The actors deserve plenty of credit for the show’s success. Dan Stevens is incredibly likeable as David despite the debatable virtue of his character, bringing a sort of innocent playfulness to the role that he doesn’t get to exercise often. (He is virtually unrecognisable if you’ve only seen him in Downton Abbey, what with his constant bed-head and flawless American accent.) The other stand out is Aubrey Plaza, who is clearly in her element here; it’s as if she’s finally playing that dark twisted role that’s been lurking behind her deadpan delivery throughout her career. Jemaine Clement also pops up halfway into the season and – it should be no surprise at this point – blends in effortlessly, suggesting that he might be an upcoming contender for Stan Lee’s post as the reigning champion of cameos.

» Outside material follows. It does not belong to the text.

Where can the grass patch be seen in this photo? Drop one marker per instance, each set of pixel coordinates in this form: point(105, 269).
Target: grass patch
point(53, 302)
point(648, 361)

Showrunner Noah Hawley is now three for three in my books, coming off the heels of two excellent seasons of FX’s anthology series Fargo. Fargo proves that Hawley knows how to treat his audience to stylistic experimentation and general narrative weirdness while also catering to the audience’s need for structured narrative gratification. Hawley trusts the audience to trust him, and this mutual trust is of supreme importance when it comes to Legion, where the narrative twists and turns dramatically before it even begins to make sense.
In an interview with Variety, Hawley notes that “Legion is meant to be a show that is a state of mind. […] There’s a hypnotic quality to the way we put it together.” And the success of this endeavor is hard to deny – one particular sequence with crickets chirping in the background may have actually put me under. When the show is at its best, every element of the production comes together to make the viewing experience captivating and affecting, even though it may not be clear what is going on. There is an element of Twin Peaks to the show’s dark unconscious side, occasionally shifting towards that Lynchian jazz showroom vibe as we push into the recesses of David’s mind. But Legion largely makes its weirdness its own, using this shifting sense of reality to cycle between genres and styles. We move from modern scenes devoid of sound to ’20s-inspired silent horror, and from psychedelic dance sequences to vivid bursts of noisy psychological chaos. Jeff Russo (who also worked on Fargo) produces a masterful soundtrack heavily inspired by Pink Floyd’s Dark Side of the Moon to ground the series in an atmosphere of tense, pulsing uncertainty.
With all of that said, the show isn’t without its growing pains. Some elements of the characters and their narrative threads can seem a little thin due to the season’s limited length; long periods of time are condensed to such a point that the timeline becomes ambiguous, and some of the minor characters get no development beyond their mutant superpowers. From a visual standpoint, while the CGI is generally on point, there were a few occasions where the effects were just sketchy enough to take me out of the moment and think about the production of the scene instead.
Still, the show’s setbacks are minor considering the intensity and breadth of the audio-visual experience that it affords the viewer. The best part of watching Legion is sitting back and letting it take you somewhere weird, which it does consistently and unfailingly. Even when the show missteps, it’s treading in new territory – and it’s entertaining enough just to see if it finds solid ground or slips in its own high-concept astral muck.